The mewing started late on Memorial Day — Monday; a sound exactly like my melodious Mr. Ferguson, except that it seemed to be coming from down by the cellar windows, where he emphatically was not, being shut upstairs at the time.

Torvald, he of the fluffy thundercloud-colored coat and rumbustious disposition, was on top of a bookcase, gazing with alacrity out of the cellar windows. I went outside to look at what he was looking at and found this winsome, thick-tailed creature rolling in the grass.

She was still there the next morning. And the next evening. A note circulated to the local mailing list elicited some genius admonitions not to feed “stray cats” and one lost cat notice from about three weeks back, which moved me to go out, snatch the little creature and bring her inside. But I found that the lost cat of the notice had come home.

By now she was already named Agatha, because her tortie coat reminds me of an agate and because the celebrated Agatha Christie once went walkabout in the course of a marital upheaval. I don’t know about marital, exactly, but Agatha’s sustained writhing on the ground (or carpet) and plaintive yowling suggested an attack of early puberty. She seemed convinced my two neutered boys had the stuff for what ailed her, judging from passionate gazes through window glass and porch doors; at the very least, I figured, I was preventing a teenage pregnancy by keeping her in my sun porch.

Thursday morning, as I was about to leave to have her checked at the vet, a call came in from “Angelica,” who spoke the halting Spanish-accented English that is the brow-knuckling, pencil-snapping, napkin-twisting bane of my existence in these parts. I had put out posters with Agatha’s picture and my phone number, and Angelica saw one, and would come right over to get her, it was only across the street… my heart sinks at moments like this. I had to steal, in the end, my immortal bad boy Taffy the Terrible from next-door neighbors who were immigrants from Salvador and seemed to think of cats as warm furniture who needed nothing more than a dish of cheap kibble, water and to be let out to pee. Neutering? Too much trouble and money! We don’t let the gringos tell us to take our cat’s balls off! Bring him in at midnight when it’s twelve degrees out? We’re going to bed! The Abduction Of Taffy, when we finally moved, was a James Bond story for another time. And here I was again with Agatha, and Angelica.
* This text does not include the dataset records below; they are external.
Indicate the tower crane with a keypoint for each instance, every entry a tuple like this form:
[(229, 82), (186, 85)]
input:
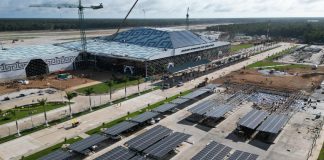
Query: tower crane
[(187, 19), (80, 8)]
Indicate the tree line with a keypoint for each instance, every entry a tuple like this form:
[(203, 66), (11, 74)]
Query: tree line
[(307, 32)]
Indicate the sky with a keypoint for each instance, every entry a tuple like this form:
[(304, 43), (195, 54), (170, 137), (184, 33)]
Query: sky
[(168, 8)]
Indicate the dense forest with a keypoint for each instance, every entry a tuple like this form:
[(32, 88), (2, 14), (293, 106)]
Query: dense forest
[(65, 24), (307, 32), (279, 27)]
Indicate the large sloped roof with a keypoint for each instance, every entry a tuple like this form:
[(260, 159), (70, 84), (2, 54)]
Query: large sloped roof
[(160, 38)]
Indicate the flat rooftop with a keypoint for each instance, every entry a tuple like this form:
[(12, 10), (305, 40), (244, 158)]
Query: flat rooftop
[(34, 52)]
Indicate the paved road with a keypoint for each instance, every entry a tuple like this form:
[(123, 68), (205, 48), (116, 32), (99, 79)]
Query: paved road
[(50, 136), (81, 103)]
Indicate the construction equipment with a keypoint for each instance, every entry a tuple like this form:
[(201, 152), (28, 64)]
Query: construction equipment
[(80, 8), (187, 19), (75, 123), (124, 20)]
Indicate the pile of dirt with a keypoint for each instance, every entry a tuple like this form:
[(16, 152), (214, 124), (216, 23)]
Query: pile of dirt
[(292, 82), (51, 81)]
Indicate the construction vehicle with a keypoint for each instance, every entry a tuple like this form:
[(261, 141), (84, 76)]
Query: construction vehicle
[(75, 123)]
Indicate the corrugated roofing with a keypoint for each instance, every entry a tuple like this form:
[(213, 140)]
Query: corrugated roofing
[(160, 38), (34, 51)]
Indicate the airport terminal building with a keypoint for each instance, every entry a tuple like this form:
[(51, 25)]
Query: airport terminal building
[(144, 51)]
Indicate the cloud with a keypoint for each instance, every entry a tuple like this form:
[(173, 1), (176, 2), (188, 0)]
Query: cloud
[(167, 8)]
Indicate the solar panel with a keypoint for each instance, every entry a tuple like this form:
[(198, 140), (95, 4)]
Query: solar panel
[(57, 155), (148, 138), (253, 118), (84, 144), (118, 153), (144, 117), (138, 157), (180, 101), (195, 94), (274, 123), (165, 107), (163, 147), (202, 108), (119, 128), (220, 111), (213, 151), (240, 155)]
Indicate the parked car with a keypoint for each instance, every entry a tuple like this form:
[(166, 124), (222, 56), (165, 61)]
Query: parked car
[(166, 86), (180, 84)]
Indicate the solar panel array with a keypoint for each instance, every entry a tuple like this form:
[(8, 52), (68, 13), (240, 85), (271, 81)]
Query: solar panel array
[(165, 107), (119, 128), (138, 157), (148, 138), (144, 117), (213, 151), (118, 153), (240, 155), (195, 94), (163, 147), (253, 118), (180, 101), (274, 123), (57, 155), (202, 108), (84, 144), (220, 111)]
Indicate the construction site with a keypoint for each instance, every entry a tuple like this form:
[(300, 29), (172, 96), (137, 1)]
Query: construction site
[(150, 93)]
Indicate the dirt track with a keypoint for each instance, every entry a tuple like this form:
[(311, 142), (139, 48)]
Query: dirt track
[(292, 82)]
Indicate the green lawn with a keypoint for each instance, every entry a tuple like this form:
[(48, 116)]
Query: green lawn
[(26, 112), (236, 48), (291, 66), (51, 149), (262, 64), (38, 128), (119, 120), (103, 88)]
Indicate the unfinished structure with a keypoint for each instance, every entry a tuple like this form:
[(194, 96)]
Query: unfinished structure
[(144, 51), (149, 51)]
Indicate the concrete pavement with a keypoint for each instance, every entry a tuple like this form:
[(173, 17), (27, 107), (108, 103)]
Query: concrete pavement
[(42, 139)]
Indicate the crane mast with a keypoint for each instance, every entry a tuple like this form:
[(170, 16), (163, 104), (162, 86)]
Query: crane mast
[(83, 36), (80, 8), (187, 19)]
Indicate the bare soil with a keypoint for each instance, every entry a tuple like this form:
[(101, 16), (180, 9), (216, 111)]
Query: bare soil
[(295, 82), (51, 81)]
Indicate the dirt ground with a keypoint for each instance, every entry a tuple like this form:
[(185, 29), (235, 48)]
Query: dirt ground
[(295, 82), (50, 81)]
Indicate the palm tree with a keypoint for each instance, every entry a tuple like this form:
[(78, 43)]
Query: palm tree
[(110, 83), (69, 96), (13, 113), (125, 79), (88, 92), (138, 78), (43, 102)]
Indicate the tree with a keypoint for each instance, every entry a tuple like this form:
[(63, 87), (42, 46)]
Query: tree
[(69, 96), (88, 92), (110, 83), (125, 80), (138, 78), (43, 103), (12, 112)]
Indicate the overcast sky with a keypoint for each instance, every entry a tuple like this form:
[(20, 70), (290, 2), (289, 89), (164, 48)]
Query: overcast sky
[(168, 8)]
Angelica showed up with about a three year old kid in tow — to be fair, he wasn’t too bratty — and, while she spoke competent simple English, really didn’t want to consider my idea of coming along with me to see the vet. I have to call my husband. (Because god forbid you should make a decision without calling some goddam man.) What will it cost. (Never mind that I said I’d help, or that her story of getting the cat from an uncle whose unspayed female had overrun his house with kittens was a glaring object lesson. These people don’t bother to control their own reproduction, never mind their pets’.) In the end, short of refusing to relinquish the cat, I had no option but to donate a cheap carrier and offer some quickly printed Web pages from the local shelter and the nearest vet. Keep her inside, I said, she wants a boy friend and if she gets out she’ll be right back over here meowing for love.

It only took thirty-six hours. She’s on the porch now.

Did I mention we have a tornado watch and a flash flood warning tonight?

So, do I take her back over in the morning and give them one more chance to do it right, or say Fuck It and bugger off to the vet’s at the first opportunity? Torvald is perishing for a buddy, and unlike my home team, Agatha seems to like him.